A reportagem de abertura do Fantástico deste domingo, 15 de Janeiro, foi o sucesso de Michel Teló na Europa. Ele foi a Península Ibérica para duas apresentações em Portugal e quatro na Espanha, além de inúmeras entrevistas e participações em programas de tv.

O Fantástico aproveitou para proporcionar o encontro de Teló com Cristiano Ronaldo, que, segundo o que dizem, foi responsável pelo sucesso de “Ai se eu te pego” do outro lado do Atlântico, depois de comemorar um gol do Real Madrid com a dancinha já famosa cá.

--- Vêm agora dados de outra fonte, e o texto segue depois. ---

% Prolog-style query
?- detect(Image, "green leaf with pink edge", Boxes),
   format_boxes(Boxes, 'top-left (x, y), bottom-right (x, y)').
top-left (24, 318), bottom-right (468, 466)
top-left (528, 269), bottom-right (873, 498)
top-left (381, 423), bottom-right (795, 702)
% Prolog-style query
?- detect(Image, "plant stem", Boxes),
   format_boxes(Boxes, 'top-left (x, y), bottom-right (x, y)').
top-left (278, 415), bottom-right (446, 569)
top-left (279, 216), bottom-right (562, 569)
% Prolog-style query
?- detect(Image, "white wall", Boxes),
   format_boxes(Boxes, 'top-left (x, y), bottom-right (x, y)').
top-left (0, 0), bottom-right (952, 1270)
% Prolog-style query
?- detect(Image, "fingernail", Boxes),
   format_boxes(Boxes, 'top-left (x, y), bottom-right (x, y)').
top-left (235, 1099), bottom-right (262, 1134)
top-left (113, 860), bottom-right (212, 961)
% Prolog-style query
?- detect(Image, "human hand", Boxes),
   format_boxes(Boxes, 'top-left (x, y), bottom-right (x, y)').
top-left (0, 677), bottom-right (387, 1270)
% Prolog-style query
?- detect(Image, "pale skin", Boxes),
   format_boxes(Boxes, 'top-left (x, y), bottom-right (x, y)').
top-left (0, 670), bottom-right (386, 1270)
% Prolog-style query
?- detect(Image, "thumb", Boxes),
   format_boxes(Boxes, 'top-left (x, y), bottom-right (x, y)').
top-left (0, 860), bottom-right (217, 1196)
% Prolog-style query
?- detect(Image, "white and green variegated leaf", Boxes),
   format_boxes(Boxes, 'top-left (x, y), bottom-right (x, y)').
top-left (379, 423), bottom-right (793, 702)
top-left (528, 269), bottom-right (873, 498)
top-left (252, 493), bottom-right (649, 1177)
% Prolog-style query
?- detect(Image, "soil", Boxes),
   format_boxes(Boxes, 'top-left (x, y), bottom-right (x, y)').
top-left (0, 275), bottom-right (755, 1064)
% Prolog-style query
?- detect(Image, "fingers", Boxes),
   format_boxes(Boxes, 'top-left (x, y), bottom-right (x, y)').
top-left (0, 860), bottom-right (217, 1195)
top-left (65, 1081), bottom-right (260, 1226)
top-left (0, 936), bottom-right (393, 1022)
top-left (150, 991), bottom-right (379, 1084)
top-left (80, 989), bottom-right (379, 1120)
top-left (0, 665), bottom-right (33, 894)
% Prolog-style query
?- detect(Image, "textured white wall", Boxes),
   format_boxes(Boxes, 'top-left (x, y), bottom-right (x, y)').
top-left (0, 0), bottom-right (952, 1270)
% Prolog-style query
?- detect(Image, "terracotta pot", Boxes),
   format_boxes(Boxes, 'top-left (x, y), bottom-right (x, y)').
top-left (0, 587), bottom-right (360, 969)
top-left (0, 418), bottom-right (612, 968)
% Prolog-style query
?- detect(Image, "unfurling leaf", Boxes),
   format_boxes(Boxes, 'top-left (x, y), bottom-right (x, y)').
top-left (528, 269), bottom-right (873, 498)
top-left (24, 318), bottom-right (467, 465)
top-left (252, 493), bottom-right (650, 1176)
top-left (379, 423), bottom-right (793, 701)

A primeira vez que eu ouvi falar de Michel Teló foi na Europa. Fui a festa de despedida de um amigo brasileiro que estava retornando ao Brasil. Ele me mostrou “Fugidinha”. Outro amigo, que é do Mato Grosso do Sul, disse que conhecia o Michel Teló. Parece que um amigo dele era primo do Teló ou algo assim, e eles se conheciam pessoalmente. Claro, na época, Michel Teló não devia nem sonhar que um dia faria sucesso na Europa, conheceria o Cristiano Ronaldo e que um monte de gente que não fala a língua dele cantaria sua música.

Aqui no Brasil há muitas pessoas criticando o sucesso de Michel Teló. Dizem que ouvir e gostar de “Ai se eu te pego” é falta de cultura, coisa de gente de baixo nível. Há, inclusive, cantores e pessoas da mídia falando mal dele. Eu acho isso um absurdo!

Aprendi na Faculdade, em uma aula de Psicologia, que uma pessoa pode ser vista de três formas distintas: 1) como a pessoa se vê; 2) como os outros veem a pessoa; 3) como a pessoa pensa que os outros a veem. E daí, fico a pensar: o Brasil não é uma pessoa, ok. Mas é uma Nação, formatada por diversas identidades, que correspondem também a uma identidade única, pois senão não teria estabelecido seus limites geográficos assim. Ou seja, dá para aplicar essa teoria ao país.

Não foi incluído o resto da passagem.